I'm so grateful that I was able to tell my story and my baby's story to a researcher last month. Whenever anyone reads it, it will be to build on a body of knowledge. It won't just be a weird story floating around out there. And then someday, things will get better.


Tuesday, December 18, 2018

Light

The last couple of weeks I've been buying up Christmas lights to put up in our windows. It never even occurred to me in previous years but for some reason this year it's like I'm competing in some neighbourhood festive lights competition. I've been back to the store 3 times already (fortunately they're all on sale by now) and each time I get home I play it real cool like, yeah I could put these up now, or later, doesn't much matter, but eventually I quit pretending like an idiot and just put them up. The first afternoon they were all up, I turned them on and when it got dark enough I wandered around looking at them and then burst into tears. They were not put up very symmetrically and were all different styles and colours and just reminded me of tacky Christmas lights from my not exactly happy childhood in my small town. Pathetic. The next morning half of them had fallen down because of course they did. Finally I've had to admit that the grief is of course still showing up for me at this time of year. I stupidly thought these stupid lights could stop the stupid grief train from rolling over me, as if these tracks haven't been securely laid down and relentlessly maintained these last seven years. My brain has somehow not yet learned that stopping emotions is a bad idea, however much I mentally chastise strangers on the internet for understandably trying to do the same damn thing. I haven't wanted to sift through those difficult feelings and those difficult memories of what happened seven Christmases ago, when I was hugely pregnant and we were preparing ourselves and our three-year-old for the arrival of her baby brother. No one tells you that at that point, at almost 38 weeks of pregnancy, the baby has already arrived. In your heart, in your home, in your family.

But now it's 4am, I can't sleep and I've turned on one set of the white lights in the living room. And it's...kinda nice. Peaceful.

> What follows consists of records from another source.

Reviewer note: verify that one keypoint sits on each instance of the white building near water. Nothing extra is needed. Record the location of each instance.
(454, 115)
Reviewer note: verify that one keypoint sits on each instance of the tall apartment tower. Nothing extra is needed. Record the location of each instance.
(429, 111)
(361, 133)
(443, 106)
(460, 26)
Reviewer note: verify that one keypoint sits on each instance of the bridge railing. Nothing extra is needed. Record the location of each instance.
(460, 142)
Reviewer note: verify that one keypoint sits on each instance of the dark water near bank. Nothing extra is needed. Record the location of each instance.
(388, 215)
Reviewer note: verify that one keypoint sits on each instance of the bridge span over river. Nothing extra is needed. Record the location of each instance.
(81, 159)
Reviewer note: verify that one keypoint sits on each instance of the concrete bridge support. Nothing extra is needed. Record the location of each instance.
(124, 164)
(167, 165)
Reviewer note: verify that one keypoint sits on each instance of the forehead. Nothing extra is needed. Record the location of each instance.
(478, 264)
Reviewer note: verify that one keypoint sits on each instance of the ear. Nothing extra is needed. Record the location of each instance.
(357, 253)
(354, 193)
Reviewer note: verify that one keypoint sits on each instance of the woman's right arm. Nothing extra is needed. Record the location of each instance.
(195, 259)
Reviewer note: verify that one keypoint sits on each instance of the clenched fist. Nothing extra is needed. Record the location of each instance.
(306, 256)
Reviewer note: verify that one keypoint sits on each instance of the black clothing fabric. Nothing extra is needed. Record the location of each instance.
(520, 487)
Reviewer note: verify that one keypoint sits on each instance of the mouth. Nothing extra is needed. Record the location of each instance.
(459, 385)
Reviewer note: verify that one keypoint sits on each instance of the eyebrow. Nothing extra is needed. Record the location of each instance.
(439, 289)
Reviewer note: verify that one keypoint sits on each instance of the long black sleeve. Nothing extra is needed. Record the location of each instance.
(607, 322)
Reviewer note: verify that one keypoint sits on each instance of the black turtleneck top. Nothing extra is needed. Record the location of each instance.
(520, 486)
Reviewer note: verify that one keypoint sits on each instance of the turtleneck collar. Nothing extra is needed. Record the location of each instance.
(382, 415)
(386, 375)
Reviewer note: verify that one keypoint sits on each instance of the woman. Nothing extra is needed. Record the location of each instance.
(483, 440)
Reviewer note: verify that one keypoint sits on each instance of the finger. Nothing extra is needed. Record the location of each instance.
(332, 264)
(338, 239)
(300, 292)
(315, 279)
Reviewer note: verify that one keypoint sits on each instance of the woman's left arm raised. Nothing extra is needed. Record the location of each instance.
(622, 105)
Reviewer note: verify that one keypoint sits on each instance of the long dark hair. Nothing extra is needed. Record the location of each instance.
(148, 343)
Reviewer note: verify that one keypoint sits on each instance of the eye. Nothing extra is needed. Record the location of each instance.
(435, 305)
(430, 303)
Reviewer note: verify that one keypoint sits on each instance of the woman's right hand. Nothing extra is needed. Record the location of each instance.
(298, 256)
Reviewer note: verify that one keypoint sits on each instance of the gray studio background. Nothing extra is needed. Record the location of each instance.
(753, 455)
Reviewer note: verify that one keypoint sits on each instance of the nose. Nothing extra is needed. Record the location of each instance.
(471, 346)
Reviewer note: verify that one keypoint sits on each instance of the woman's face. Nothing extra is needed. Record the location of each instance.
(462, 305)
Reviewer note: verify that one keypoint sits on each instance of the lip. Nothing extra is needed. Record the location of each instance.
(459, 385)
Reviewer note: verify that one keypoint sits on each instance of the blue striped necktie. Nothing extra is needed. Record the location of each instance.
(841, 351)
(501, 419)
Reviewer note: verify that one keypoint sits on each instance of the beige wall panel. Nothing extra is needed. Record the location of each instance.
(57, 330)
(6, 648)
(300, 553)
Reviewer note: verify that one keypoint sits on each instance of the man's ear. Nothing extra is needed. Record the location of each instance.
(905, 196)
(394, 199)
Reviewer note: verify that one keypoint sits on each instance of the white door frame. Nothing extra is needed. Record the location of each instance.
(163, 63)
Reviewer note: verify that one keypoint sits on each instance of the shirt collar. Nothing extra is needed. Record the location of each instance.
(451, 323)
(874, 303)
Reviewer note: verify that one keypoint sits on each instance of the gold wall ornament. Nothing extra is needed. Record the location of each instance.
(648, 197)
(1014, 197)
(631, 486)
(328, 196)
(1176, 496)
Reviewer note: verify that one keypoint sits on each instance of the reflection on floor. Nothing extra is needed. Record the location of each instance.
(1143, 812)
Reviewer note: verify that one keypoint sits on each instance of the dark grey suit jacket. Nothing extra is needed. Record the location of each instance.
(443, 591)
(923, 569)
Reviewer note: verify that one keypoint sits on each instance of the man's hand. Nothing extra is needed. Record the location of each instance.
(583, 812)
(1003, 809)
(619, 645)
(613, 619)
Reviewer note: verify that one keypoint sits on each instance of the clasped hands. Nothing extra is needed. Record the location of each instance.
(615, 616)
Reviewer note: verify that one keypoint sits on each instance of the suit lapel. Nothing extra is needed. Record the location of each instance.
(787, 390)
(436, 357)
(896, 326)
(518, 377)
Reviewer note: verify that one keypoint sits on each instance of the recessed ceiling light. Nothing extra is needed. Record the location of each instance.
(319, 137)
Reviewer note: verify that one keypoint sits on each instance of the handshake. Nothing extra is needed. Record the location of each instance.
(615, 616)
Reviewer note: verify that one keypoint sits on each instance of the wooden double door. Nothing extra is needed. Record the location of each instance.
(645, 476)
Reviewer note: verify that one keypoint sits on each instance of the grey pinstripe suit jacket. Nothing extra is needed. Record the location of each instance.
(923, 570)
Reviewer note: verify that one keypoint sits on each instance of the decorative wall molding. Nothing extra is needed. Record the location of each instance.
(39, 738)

I haven't been lighting his Christmas candle the last few years. It's just sitting on a dresser in the bedroom and I dust it every once in a while. I've been afraid of making my family sad by getting it out. And I guess myself. It's not great when you restrict yourself from expressing your love for your children in your own home. Still working on that.


Tuesday, October 09, 2018

Greenleaf

I've been watching this show and in an early episode a couple is expecting twins but one of the twins dies in utero and it's never mentioned. One thing that really bothers me is when writers introduce a stillborn baby into a narrative but then just drop it, like there are no repercussions for the family. Now on S2 E11 the bereaved mother confides in a friend that she feels like the baby is a kite floating in the sky alone and she's the only one holding on and if she lets go the baby will fly away forever and she thinks about her every day. Friend says "You can let go" and I think oh shit not this bullshit again but then he says "I'll hold it for a while and I will never let go." and then he says the baby's name. She says she hasn't heard her name since she first died. In a later scene she's holding the twin who survived and telling him "Just because I cry for your sister doesn't mean you're not enough." It really captures the feeling I've had of being pulled in two different directions, mourning my son and raising his sister. I want her to know that true love never dies, and she is enough. She doesn't need to be or do anything to make up for her brother's death.

Scenes like these are rare. I wish all writers would not just use stillborn babies as a gimmick. Unless you're prepared to write them in as characters and not just props, don't do it.

He's not just some tragic event that happened in our lives. He's not a plot twist. He's a person, a family member, someone to keep loving and missing and including. And we will never let go.